Duduk Perkara Korsel Tuduh Insinyur Indonesia Hendak Curi Teknologi Jet Tempur KF-21
loading...
A
A
A
SEOUL - Dua insinyur Indonesia sedang diperiksa atas tuduhan berupaya mencuri teknologi yang terkait dengan jet tempur multiperan canggih KF-21.
Hal itu disampaikan Administrasi Program Akuisisi Pertahanan (DAPA) Korea Selatan (Korsel) pada hari Jumat.
KF-21 merupakan jet tempur hasil proyek patungan Korsel dan Indonesia. Oleh Indonesia, pesawat itu dinamai IF-21.
Menurut DAPA, para insinyur tersebut ditugaskan untuk mengerjakan proyek KF-21 di Korea Aerospace Industries (KAI), satu-satunya produsen pesawat di negara tersebut.
DAPA mengatakan para insinyur diduga mencoba menyimpan data rahasia dari proyek KF-21 pada perangkat USB. Mereka saat ini dilarang meninggalkan Korea.
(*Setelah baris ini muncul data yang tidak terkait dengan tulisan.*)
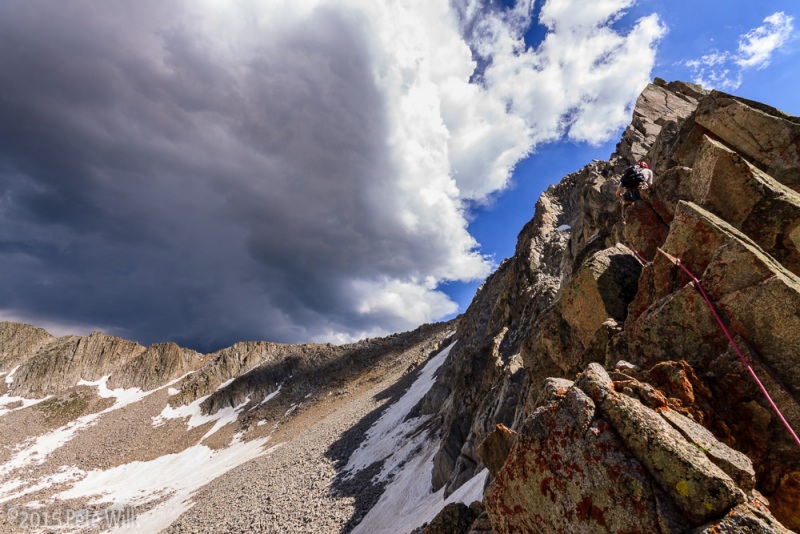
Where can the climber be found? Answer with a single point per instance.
(635, 177)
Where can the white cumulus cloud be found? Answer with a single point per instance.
(289, 170)
(725, 69)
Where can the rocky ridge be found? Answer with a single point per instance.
(589, 384)
(663, 426)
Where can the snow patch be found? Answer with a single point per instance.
(226, 383)
(10, 378)
(123, 397)
(7, 399)
(176, 476)
(9, 489)
(269, 397)
(409, 501)
(196, 416)
(388, 439)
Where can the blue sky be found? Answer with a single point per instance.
(693, 29)
(318, 170)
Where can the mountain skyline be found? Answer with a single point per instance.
(317, 171)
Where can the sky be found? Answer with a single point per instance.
(212, 171)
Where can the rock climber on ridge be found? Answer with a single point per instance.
(635, 177)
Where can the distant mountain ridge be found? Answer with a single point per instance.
(587, 388)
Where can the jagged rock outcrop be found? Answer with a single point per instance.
(591, 459)
(590, 377)
(18, 341)
(482, 382)
(692, 431)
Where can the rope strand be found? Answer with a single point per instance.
(775, 408)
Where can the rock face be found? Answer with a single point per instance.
(590, 377)
(674, 436)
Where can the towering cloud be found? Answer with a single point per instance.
(215, 171)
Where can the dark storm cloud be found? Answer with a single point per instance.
(159, 186)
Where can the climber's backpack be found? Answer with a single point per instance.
(632, 177)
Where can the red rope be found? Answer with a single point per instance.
(736, 348)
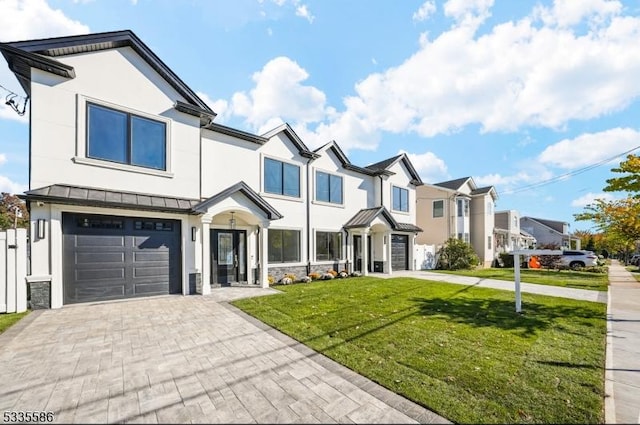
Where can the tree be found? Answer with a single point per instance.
(13, 212)
(630, 182)
(618, 220)
(456, 255)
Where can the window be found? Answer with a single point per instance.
(281, 178)
(284, 246)
(400, 199)
(125, 138)
(328, 188)
(328, 246)
(438, 208)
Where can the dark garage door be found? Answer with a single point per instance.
(399, 252)
(110, 257)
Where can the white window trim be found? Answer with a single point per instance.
(276, 195)
(81, 139)
(324, 203)
(408, 212)
(302, 249)
(343, 247)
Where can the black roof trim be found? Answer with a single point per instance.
(218, 128)
(270, 212)
(295, 139)
(20, 63)
(62, 46)
(90, 196)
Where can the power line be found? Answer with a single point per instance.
(569, 174)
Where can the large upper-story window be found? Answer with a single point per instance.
(284, 246)
(328, 188)
(400, 199)
(281, 178)
(328, 246)
(125, 138)
(438, 208)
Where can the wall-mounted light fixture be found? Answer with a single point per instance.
(232, 221)
(40, 228)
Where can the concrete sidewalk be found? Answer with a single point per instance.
(622, 376)
(554, 291)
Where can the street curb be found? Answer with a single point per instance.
(609, 402)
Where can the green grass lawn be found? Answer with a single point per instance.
(568, 278)
(462, 352)
(8, 319)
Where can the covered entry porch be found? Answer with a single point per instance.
(232, 238)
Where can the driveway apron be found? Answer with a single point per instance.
(177, 359)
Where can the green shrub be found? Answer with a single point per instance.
(457, 255)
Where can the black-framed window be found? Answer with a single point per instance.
(438, 208)
(125, 138)
(400, 199)
(284, 246)
(328, 188)
(281, 178)
(328, 246)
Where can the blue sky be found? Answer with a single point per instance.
(538, 98)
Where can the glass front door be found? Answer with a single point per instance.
(228, 256)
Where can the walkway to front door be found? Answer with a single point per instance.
(228, 256)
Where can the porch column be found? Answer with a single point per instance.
(205, 240)
(387, 248)
(263, 240)
(365, 252)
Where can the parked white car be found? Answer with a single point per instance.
(577, 259)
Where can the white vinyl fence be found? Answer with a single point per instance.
(425, 257)
(13, 271)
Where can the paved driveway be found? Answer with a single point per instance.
(181, 359)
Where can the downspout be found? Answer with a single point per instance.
(308, 219)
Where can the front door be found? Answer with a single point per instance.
(228, 256)
(357, 253)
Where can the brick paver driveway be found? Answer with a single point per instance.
(180, 359)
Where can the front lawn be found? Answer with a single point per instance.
(568, 278)
(462, 352)
(8, 319)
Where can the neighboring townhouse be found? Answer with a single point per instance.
(549, 232)
(459, 209)
(134, 190)
(508, 235)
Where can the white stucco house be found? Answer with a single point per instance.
(135, 190)
(458, 209)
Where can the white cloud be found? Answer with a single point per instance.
(589, 198)
(303, 11)
(428, 165)
(590, 148)
(565, 13)
(423, 13)
(279, 92)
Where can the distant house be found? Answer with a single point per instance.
(457, 209)
(508, 234)
(549, 232)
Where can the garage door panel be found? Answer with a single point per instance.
(142, 257)
(151, 272)
(99, 257)
(99, 241)
(95, 274)
(103, 261)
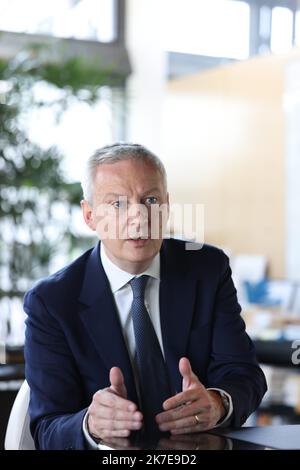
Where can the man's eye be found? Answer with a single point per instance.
(151, 200)
(119, 204)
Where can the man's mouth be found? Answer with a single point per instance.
(139, 241)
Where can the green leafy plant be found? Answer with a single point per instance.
(36, 201)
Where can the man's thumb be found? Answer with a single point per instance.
(117, 382)
(188, 377)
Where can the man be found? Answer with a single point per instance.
(138, 333)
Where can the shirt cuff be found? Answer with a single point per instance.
(92, 445)
(225, 421)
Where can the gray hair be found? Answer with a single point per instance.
(115, 153)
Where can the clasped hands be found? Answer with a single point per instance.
(195, 409)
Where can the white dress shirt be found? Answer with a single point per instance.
(123, 296)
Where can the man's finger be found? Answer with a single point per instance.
(181, 412)
(107, 398)
(184, 398)
(189, 379)
(117, 382)
(115, 414)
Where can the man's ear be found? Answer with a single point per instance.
(87, 213)
(168, 204)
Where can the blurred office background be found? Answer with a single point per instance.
(211, 86)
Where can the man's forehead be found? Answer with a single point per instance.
(112, 175)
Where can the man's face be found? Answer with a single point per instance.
(129, 199)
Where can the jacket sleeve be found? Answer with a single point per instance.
(233, 366)
(56, 399)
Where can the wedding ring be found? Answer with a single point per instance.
(197, 419)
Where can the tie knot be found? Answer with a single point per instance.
(138, 285)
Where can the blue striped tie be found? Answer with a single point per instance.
(152, 370)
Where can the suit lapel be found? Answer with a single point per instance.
(99, 316)
(177, 299)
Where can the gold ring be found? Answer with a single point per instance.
(197, 419)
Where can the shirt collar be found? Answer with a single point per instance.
(118, 278)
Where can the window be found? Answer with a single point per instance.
(297, 28)
(217, 28)
(282, 30)
(80, 19)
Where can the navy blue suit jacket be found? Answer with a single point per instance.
(73, 338)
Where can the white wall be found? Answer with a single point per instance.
(146, 86)
(292, 169)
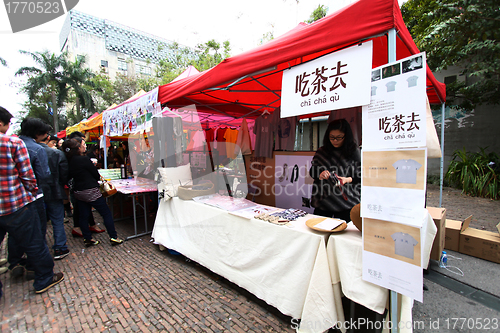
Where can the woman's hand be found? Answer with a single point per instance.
(345, 180)
(324, 175)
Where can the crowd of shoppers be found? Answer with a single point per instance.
(37, 171)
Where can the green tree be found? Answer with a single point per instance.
(317, 14)
(463, 33)
(125, 87)
(210, 54)
(76, 86)
(44, 83)
(171, 67)
(64, 81)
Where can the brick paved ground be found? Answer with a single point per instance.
(133, 287)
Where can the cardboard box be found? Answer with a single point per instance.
(480, 244)
(452, 234)
(439, 217)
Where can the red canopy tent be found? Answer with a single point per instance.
(249, 82)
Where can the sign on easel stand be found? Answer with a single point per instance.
(394, 173)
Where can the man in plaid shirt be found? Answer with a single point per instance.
(18, 216)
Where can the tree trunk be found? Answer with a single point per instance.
(54, 113)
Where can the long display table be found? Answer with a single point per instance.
(289, 267)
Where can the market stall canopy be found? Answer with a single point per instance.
(61, 134)
(191, 70)
(250, 82)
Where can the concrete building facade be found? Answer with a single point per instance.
(113, 48)
(465, 129)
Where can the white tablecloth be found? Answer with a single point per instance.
(345, 257)
(290, 268)
(285, 266)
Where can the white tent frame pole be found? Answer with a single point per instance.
(441, 166)
(391, 51)
(105, 153)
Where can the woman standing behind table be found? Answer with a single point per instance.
(86, 190)
(339, 156)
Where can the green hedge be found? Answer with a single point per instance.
(476, 174)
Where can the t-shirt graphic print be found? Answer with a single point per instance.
(404, 244)
(406, 171)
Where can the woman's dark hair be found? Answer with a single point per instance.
(71, 147)
(349, 146)
(32, 127)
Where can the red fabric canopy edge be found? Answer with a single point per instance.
(362, 20)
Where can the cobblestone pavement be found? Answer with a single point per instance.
(133, 287)
(485, 212)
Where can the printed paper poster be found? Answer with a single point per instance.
(392, 256)
(393, 184)
(396, 115)
(335, 81)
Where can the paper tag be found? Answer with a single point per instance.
(328, 224)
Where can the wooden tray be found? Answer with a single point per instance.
(312, 222)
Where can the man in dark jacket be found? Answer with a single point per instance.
(32, 129)
(54, 196)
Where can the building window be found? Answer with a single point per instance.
(450, 79)
(145, 70)
(122, 64)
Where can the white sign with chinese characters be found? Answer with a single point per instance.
(393, 255)
(393, 184)
(335, 81)
(396, 115)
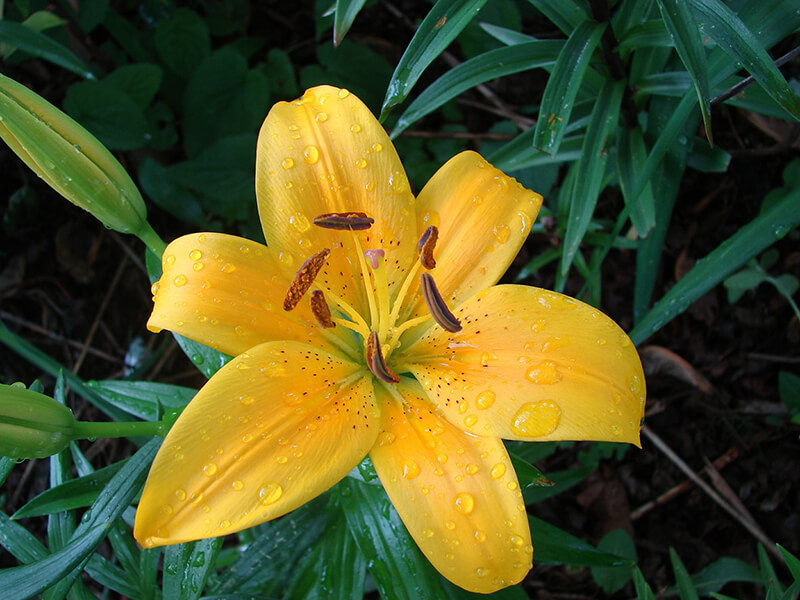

“Investigasi bersama oleh lembaga terkait, termasuk Badan Intelijen Nasional, saat ini sedang berlangsung untuk mengklarifikasi rincian mengenai dugaan pencurian teknologi oleh warga Indonesia,” kata seorang pejabat DAPA kepada wartawan, seperti dikutip dari Korea JoongAng Daily, Sabtu (3/2/2024).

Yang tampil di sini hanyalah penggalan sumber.